What is a Support Vector Machine (SVM)

Wendy Ark

COGS 200: Finding Out About

April 20, 2001

Topic: Susan Dumais, Bringing Order to the Web ... and Beyond

The beauty of the Web!	Issues which need to be resolved to keep the web a beautiful place
- lots of info	- getting the right info to the right people
- easily accessible	- millions of people use the web (surfing, posting, developing, etc)
- all in one place	- the internet is huge and what we get is a pinhole view to see all that's out there info overload, remembering urls, etc… *is spatial information important? Do we want to move around in the internet space?

Internet searching is a skill!!!!!!!!
*side note: there was a job notice sent out recently and one of the eligibility requirements was: experience with computers and ability to perform internet searches
*getting the right info at the right time is a powerful skill

Relevance + Reliability of a Document (not just the search engine): It would be ideal to structure the results of a search so that the confidence in the answer can be explicit (ex: student believes teacher for a particular subject more than other students or peer reviewed articles are typically more highly regarded than web publications).

Enter: The Search Engine

There are search engines which categorize (trained professionals to categorize new items):

Yahoo!, LookSmart, Dewey, MeSH, CyberPatrol

These are costly, time-consuming and cannot be done in real-time. Therefore, the search engines are limited in the number of web pages they will search.

The SVM search engine consists of 2 main components:

1. a text classifier that categorizes web pages on the fly

2. a user interface that presents the web pages within the category structure and allows the user to manipulate the structured view.

**If used for an entire web search, how does the search engine get the web pages so it can search them? Is there a database of urls which need to constantly updated? Does it use links on the document page to find new urls?
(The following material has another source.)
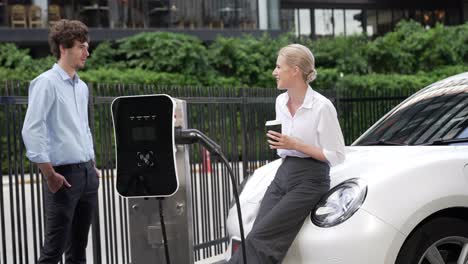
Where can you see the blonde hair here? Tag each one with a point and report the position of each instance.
(300, 56)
Is there a database of past search terms and their corresponding search results (which would need to be updated b/c the web is dynamic) or are the searches done ‘on the fly’ (how can this be real time?) ?

Support Vector Machine (SVM) for text classification:

- A linear SVM is a hyperplane that separates a set of positive examples (words or pages that are part of the category) form a set of negative examples (words or pages that are not part of the category) with maximum margin. The input feature vectors consist of k words with highest mutual information with each category. For example, the SVM representation for the category "interest" includes the words prime (.70), rate (.67), interest (.63), rates (.60), and discount (.46) with large positive weights and the words group (-.24), year (-.25), sees (.33), world (-.35) and dlrs (0-.71) with large negative weights.

**Are the negative examples related? How is the set of negative examples formed? All the words on the page which are not in the category? It is possible to get more than 2 support vectors—what would this mean? The number of times words/categories are mentioned on a page does not affect its rating. Wouldn’t this help?

** In the CIKM ’98 paper, the authors found that initial NLP analyses did not improve classification accuracy. For example, the phrase "interest rate" is more predictive of the Reuters category "interest" than is either the world "interest" or "rate". ( "New York" vs "new" or "york") In fact, for the SVM, the NLP features actually reduce performance on the 118 Reuters categories by 0.2%. (that was probably ns?) Why wouldn’t NLP-derived phrases help?
*a search engine may fail to find a word such as "New York" because it would need BOTH words and it could degrade performance. Also, if "York" is the search criteria, it is likely that it is part of "New York" anyway.
*However, perhaps the verb phrase could be informative
*Note: negation is a hard case for the search engine
*Perhaps if the user could control the weights for each of the words in the search query, it would be more helpful. Currently this is hidden from the user

** The Reuters database is a bit biased in that each article is written on a specific topic in mind. Plus, it probably does not have any links. How would the SVM scale up to web documents, which are not necessarily intended for newspaper type reading ? Web docs have less words per page, so there is less points to use in the feature vector.
*It does not do as well. However, it gets about 70% correct categorization on the web documents versus the 90+% on the Reuters database.

** FOA mentions combining classifiers so that there might be particular expert search engine systems (collection fusion). Is there any particular classifier which might complement SVM? Another option to fusing search engines (skimming and chorus effects) is expert opinions. For example, OneLook Dictionaries is useful because if you look up the word "mean", OneLook will tell you the expert websites which will give different information based on the category which that website is an expert.

- It uses supervised learning to set the weights correctly.

Advantages of SVMs: good classification accuracy, fast to learn, fast to classify new instances

Disadvantages:

*SIDE DISCUSSION: Latent Semantic Indexing (LSI)
What is it?
-It is work done in conjunction with Tom Landauer and others
-It gives you a way to associate words through dimension reduction
-How do humans associate words? Is it the same as LSI? Probably not. However, there are similarities....
-LSI infers that words are related based on context use